Using EcOS and EDI data
To download the appropriate series, make sure to specify the country code and indicator, for example, 111 for the USA, and NGDP for gross domestic product. Let’s try to download some WEO data.
First let’s start with WEO published data.
#Download WEO Published data for NGDP for country code 111, USA.
<- imf_datatools$get_ecos_sdmx_data('WEO_WEO_PUBLISHED', '111', 'NGDP')
df
#You can quickly glance at the tail end of the data
tail(df)
111NGDP.A
2025-01-01 3.050722e+13
2026-01-01 3.171764e+13
2027-01-01 3.294171e+13
2028-01-01 3.434213e+13
2029-01-01 3.571282e+13
2030-01-01 3.715309e+13
You will notice that the numbers are a little difficult to interpret, as the units are dollars and they are shown in scientific notation.
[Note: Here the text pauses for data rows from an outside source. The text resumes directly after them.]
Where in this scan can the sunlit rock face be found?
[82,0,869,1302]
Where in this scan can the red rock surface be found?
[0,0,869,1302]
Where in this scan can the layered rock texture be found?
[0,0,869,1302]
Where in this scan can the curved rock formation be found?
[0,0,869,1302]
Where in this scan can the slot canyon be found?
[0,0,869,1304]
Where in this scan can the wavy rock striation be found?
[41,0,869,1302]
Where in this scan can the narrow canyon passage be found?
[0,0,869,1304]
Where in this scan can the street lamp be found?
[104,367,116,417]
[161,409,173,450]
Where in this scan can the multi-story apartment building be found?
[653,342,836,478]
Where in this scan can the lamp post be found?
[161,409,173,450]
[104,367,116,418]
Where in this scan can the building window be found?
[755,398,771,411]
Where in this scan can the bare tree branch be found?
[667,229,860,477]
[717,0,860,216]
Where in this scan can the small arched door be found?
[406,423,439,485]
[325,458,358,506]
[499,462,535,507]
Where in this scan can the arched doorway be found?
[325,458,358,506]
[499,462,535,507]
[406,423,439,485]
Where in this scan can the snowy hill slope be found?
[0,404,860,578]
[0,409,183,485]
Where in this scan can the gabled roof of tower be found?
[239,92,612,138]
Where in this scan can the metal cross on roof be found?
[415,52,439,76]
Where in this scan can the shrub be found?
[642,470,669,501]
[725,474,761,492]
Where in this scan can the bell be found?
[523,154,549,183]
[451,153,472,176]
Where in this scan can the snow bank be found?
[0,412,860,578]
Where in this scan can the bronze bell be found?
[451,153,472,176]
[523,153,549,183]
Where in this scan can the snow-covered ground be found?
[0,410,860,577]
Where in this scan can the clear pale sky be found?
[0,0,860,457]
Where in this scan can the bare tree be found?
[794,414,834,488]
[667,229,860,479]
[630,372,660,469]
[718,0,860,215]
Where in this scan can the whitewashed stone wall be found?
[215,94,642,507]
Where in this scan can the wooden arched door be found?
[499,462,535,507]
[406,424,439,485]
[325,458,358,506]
Let’s change the scale to the one used in the WEO (billions).
#Download WEO Published data for NGDP for country code 111, USA.
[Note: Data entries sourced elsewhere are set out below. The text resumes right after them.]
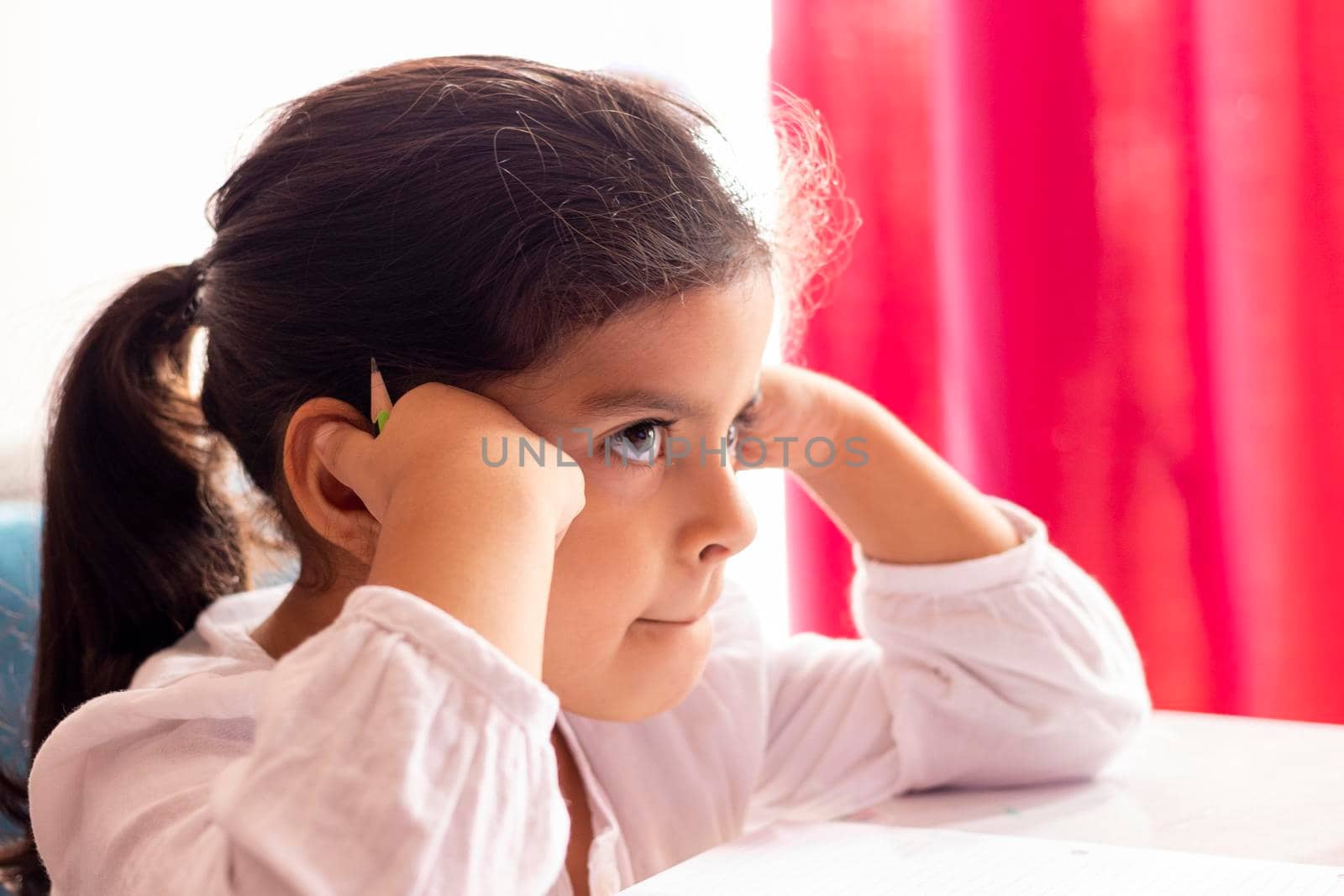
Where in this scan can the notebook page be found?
[621,820,1344,896]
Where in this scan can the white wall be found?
[0,0,786,644]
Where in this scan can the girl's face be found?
[481,270,774,721]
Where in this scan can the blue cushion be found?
[0,501,42,800]
[0,501,297,836]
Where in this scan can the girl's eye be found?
[607,419,667,466]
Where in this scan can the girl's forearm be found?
[790,388,1020,563]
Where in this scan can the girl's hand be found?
[313,383,583,545]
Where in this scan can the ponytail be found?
[0,262,250,894]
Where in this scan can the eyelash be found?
[607,407,757,470]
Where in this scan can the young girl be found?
[4,56,1151,896]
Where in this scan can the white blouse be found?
[29,497,1152,896]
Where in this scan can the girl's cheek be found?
[575,451,667,496]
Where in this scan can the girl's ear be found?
[282,398,381,564]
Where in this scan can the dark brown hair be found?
[0,55,858,893]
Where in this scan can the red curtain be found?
[771,0,1344,723]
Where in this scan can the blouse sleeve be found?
[751,495,1152,818]
[31,585,570,896]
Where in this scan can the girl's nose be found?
[683,458,757,563]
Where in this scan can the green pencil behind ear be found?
[368,358,392,438]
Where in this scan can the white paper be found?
[622,820,1344,896]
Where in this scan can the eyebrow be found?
[578,385,761,417]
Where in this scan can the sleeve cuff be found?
[340,584,560,740]
[851,495,1048,594]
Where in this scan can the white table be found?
[845,710,1344,865]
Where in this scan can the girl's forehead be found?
[492,275,773,421]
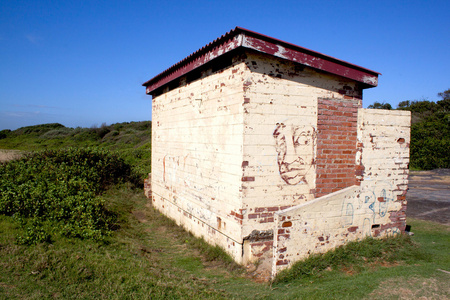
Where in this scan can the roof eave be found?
[142,27,380,94]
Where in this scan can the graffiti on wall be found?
[341,182,399,236]
[273,121,316,185]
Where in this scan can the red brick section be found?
[315,97,361,198]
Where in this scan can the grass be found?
[0,185,450,299]
[0,122,450,299]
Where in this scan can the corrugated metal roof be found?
[142,27,380,94]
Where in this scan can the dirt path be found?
[406,169,450,225]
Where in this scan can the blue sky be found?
[0,0,450,130]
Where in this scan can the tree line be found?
[368,89,450,170]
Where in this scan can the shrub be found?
[0,148,137,244]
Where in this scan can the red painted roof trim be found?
[142,27,380,94]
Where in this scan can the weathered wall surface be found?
[148,48,409,276]
[237,53,361,269]
[356,109,411,236]
[152,57,246,262]
[272,109,410,275]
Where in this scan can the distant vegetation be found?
[0,121,152,178]
[0,108,450,299]
[368,89,450,170]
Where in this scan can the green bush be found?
[0,148,137,244]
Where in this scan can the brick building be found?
[143,27,410,277]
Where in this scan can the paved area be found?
[406,169,450,225]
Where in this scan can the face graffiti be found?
[273,123,315,185]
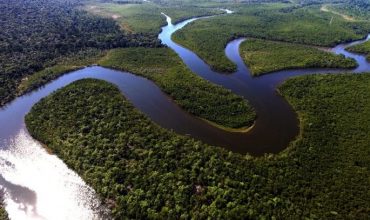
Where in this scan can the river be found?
[0,11,370,219]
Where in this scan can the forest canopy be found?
[0,0,159,105]
[26,74,370,219]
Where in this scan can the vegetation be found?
[84,2,222,34]
[240,39,357,75]
[17,49,106,95]
[26,74,370,219]
[173,4,370,72]
[99,48,255,128]
[0,0,159,106]
[330,0,370,20]
[346,41,370,61]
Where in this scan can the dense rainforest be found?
[346,41,370,61]
[173,3,370,72]
[240,39,357,75]
[98,47,256,128]
[0,0,159,105]
[26,74,370,219]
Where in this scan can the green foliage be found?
[84,2,222,34]
[0,0,159,106]
[26,74,370,219]
[240,39,357,75]
[18,49,106,95]
[99,48,255,128]
[331,0,370,20]
[173,4,370,72]
[346,41,370,61]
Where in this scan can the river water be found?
[0,11,370,219]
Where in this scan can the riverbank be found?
[99,48,256,129]
[26,74,370,218]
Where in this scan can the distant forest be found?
[0,0,159,106]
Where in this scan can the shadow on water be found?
[159,14,370,155]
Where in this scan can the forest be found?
[0,0,159,106]
[346,41,370,61]
[173,3,370,72]
[98,47,256,128]
[240,39,357,75]
[26,74,370,219]
[83,2,223,34]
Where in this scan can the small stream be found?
[0,11,370,220]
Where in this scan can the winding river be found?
[0,11,370,219]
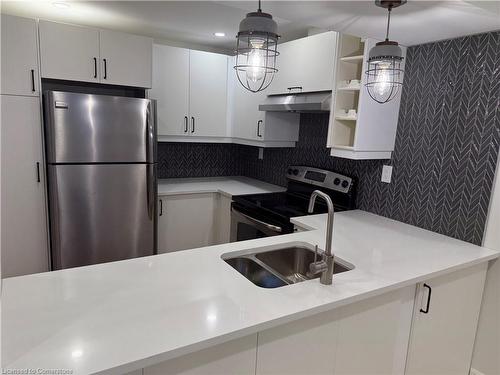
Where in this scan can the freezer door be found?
[48,164,157,269]
[44,91,156,163]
<- imf_datatools$get_ecos_sdmx_data('WEO_WEO_PUBLISHED', '111', 'NGDP', scale='ecos')
df
#Quickly glance at the tail end of the data
tail(df)
111NGDP.A
2025-01-01 30507.22
2026-01-01 31717.64
2027-01-01 32941.71
2028-01-01 34342.13
2029-01-01 35712.82
2030-01-01 37153.09
Now take a closer look at a specific frequency.
#Download this same data, but at a quarterly frequency
<- imf_datatools$get_ecos_sdmx_data('WEO_WEO_PUBLISHED','111', 'NGDP', scale='ecos', freq='Q')
df
#Quickly glance at the tail end of the data
tail(df)
111NGDP.Q
2025-07-01 30680.70
2025-10-01 31006.97
2026-01-01 31277.33
2026-04-01 31572.19
2026-07-01 31865.61
2026-10-01 32155.45
Finally, download multiple countries and series at once.
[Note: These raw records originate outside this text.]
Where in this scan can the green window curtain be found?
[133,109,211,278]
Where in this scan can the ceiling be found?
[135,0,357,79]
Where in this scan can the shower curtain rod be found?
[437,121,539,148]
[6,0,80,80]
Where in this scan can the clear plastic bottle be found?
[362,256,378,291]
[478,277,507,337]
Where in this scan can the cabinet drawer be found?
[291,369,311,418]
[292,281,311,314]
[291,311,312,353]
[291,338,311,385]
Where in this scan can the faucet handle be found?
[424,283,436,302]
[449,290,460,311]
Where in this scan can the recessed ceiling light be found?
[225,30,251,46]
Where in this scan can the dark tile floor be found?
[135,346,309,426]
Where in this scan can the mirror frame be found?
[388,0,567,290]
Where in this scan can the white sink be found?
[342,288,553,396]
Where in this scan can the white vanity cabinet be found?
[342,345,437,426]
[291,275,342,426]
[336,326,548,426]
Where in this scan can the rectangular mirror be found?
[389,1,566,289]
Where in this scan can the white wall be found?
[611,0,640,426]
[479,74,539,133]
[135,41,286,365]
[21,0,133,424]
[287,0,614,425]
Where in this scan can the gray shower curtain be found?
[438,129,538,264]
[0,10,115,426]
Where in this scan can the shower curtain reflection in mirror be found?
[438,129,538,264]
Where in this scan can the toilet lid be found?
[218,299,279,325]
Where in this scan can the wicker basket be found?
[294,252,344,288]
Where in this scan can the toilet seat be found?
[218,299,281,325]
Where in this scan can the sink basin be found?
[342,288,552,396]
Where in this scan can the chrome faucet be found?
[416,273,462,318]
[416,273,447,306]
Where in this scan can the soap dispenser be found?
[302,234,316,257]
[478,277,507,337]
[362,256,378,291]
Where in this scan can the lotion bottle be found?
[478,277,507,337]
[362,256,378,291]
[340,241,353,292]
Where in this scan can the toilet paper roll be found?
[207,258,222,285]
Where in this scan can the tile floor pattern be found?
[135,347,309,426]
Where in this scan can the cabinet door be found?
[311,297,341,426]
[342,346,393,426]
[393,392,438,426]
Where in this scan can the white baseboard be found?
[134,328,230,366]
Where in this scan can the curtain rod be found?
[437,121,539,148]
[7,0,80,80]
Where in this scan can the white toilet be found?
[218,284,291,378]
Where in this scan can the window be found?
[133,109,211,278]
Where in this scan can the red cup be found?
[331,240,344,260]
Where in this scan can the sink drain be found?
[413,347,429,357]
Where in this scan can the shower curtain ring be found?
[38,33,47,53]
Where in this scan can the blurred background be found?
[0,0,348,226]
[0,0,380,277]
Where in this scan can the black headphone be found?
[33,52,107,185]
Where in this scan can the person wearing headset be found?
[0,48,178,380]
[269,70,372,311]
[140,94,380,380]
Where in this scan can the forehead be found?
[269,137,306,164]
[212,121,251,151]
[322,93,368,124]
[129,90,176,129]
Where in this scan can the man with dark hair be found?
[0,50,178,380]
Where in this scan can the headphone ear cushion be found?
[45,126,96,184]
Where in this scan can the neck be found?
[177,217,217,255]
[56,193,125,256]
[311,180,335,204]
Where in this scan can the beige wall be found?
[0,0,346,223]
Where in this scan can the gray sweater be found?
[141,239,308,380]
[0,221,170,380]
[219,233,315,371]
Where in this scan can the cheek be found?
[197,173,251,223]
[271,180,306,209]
#Download multiple countries and series in one command from ECOS
<- imf_datatools$get_ecos_sdmx_data('WEO_WEO_PUBLISHED',c('111', '193'), c('NGDP', 'GGR'), scale='ecos')
df
#Quickly glance at the tail end of the data
tail(df)
111GGR.A 111NGDP.A 193GGR.A 193NGDP.A
2025-01-01 9576.032 30507.22 1020.056 2818.239
2026-01-01 10312.742 31717.64 1071.168 2945.565
2027-01-01 10789.839 32941.71 1118.061 3085.038
2028-01-01 11129.959 34342.13 1166.897 3229.983
2029-01-01 11507.495 35712.82 1221.181 3380.686
2030-01-01 11981.010 37153.09 1278.539 3538.743
Using Haver data
For Haver data, make sure to specify the series and the database, such as GDP@USECON.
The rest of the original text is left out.